Digital Summer to me is a band that enjoys what they have. They are professional musicians who also manage to maintain additional professional careers. Digital Summer is building a career without the support of a record label. When they began back in 2006 (before the explosion of social media), it was all about burning CD’s, passing them out and getting their name out. So when social media became the new marketing platform, the band took the same grassroots self-promotion into the digital realm. They know have established their name and they are still working hard to keep that name afloat.
Read the above interview, it is essential reading for any DIY artist.
I really like the part when the band is talking about being on the road with signed bands. It was an eye opener to see bands with number 1 singles struggling financially. It squashed any perception they had of the rock star lifestyles and it made them realise that they can do all of that and still have the freedom and full control of the band.

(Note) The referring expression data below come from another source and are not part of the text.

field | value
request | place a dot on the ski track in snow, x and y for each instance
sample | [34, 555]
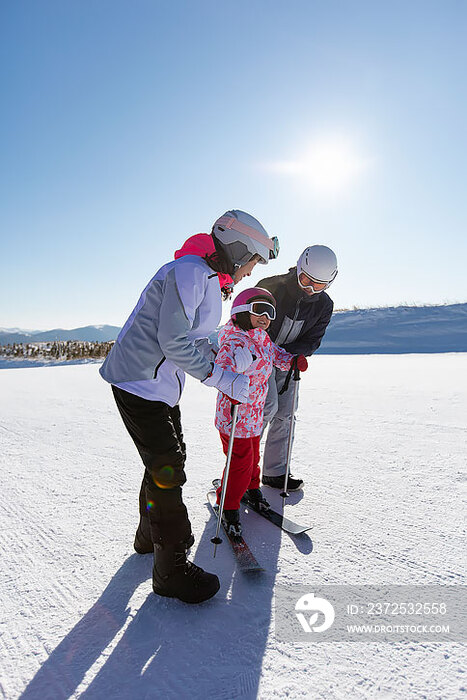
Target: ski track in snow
[381, 443]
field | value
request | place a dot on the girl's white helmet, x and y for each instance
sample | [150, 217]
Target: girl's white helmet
[242, 236]
[318, 262]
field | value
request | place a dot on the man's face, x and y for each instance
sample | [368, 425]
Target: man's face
[309, 286]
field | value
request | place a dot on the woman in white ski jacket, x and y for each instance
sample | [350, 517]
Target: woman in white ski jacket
[160, 341]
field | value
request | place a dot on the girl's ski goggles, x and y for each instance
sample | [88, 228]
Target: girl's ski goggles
[257, 308]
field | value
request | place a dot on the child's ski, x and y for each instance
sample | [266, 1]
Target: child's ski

The other part of interest is that the band is 100% fan funded. The professional careers the members have outside the band fund their home lives and the band career funds the band. Their latest album Breaking Point was funded via Kickstarter. They had a project goal of $25,000 and by the time the campaign was over, they had raised over $51,000. I have all of their albums, so you can say that I am a fan. The band is basically a machine running itself. Whatever money the band makes goes back into the band.
Another interesting part is the balance between their professional careers and touring. As the band answers, “it’s tough, but we make it work”. That is how it always has been for a musician. It’s a tough gig, how hard do you want to work at it.

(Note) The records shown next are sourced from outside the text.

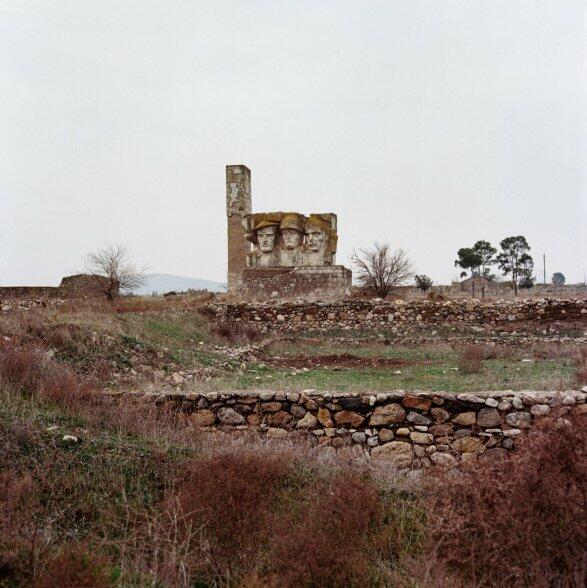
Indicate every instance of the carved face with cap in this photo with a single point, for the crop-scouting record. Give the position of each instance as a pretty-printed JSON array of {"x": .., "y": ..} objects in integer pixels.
[
  {"x": 316, "y": 234},
  {"x": 292, "y": 231},
  {"x": 265, "y": 234}
]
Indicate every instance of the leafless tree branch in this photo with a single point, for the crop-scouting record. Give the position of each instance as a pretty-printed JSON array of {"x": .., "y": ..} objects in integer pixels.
[
  {"x": 380, "y": 270},
  {"x": 113, "y": 263}
]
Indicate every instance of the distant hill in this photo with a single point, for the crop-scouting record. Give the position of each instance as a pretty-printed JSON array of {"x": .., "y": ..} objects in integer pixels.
[{"x": 161, "y": 283}]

One thing that I took out of the interview is the honesty of the band. This alone speaks of the integrity.
They formed a company called Victim Entertainment, that they use to publish anything that is Digital Summer. They have a business model that sets out what the individual roles are of each member. They even had feelers from other signed bands and Grammy winning artists asking if they could sign with Victim Entertainment. They answered NO, because it will take away from Digital Summer. Remember point one in this post, Focus on the CORE. I am sure other artists would have said YES, as the prospect of riches could be too much to ignore.
They have a substantial social media following. They even mentioned that the word of mouth from fans alone has brought them tons of new fans. Their social media presence brings in an income which they use to advertise and promote the band. That’s right kiddies, they are not spending their money on drugs, football team franchises or million dollar penthouses. They are spending it on the band.
Their focus was always the live show. That is why they have been on big tours. The final part of the interview is about what advice would Digital Summer give to other hard rock artists who want to remain independent. This is their answer;
Be ready to work your ass off! The more you put in, the more you will get out. Never settle for promoting your shows on Facebook or text messages only. A lot of people don’t check that shit anyway (especially with Facebook constantly changing). Spend a little bit of cash, get some decent flyers printed, record a decent quality demo, and get your ass out there on the street and physically hand stuff out! You meet a lot of cool and interesting people doing this too. Just remember, not everyone is going to like it, and some may put it down, but at least you’re getting your name out there one step at a time.
Know The Truth
Don’t get caught up in the saga of how artists will be paid. You are an artist so keep on creating. We live in a market economy. Everybody is responsible for finding a way to make money by providing value that somebody else wants to pay for.
Once artists start making some money from their art they will eventually become entrepreneurs. That means that you have to offer something which somebody else wants to buy. Writing a song and releasing it, doesn’t mean that people have to buy it to hear it.
Know the truth that business is business, and there is nothing that entitles an entrepreneur to sales. You need to work hard at it.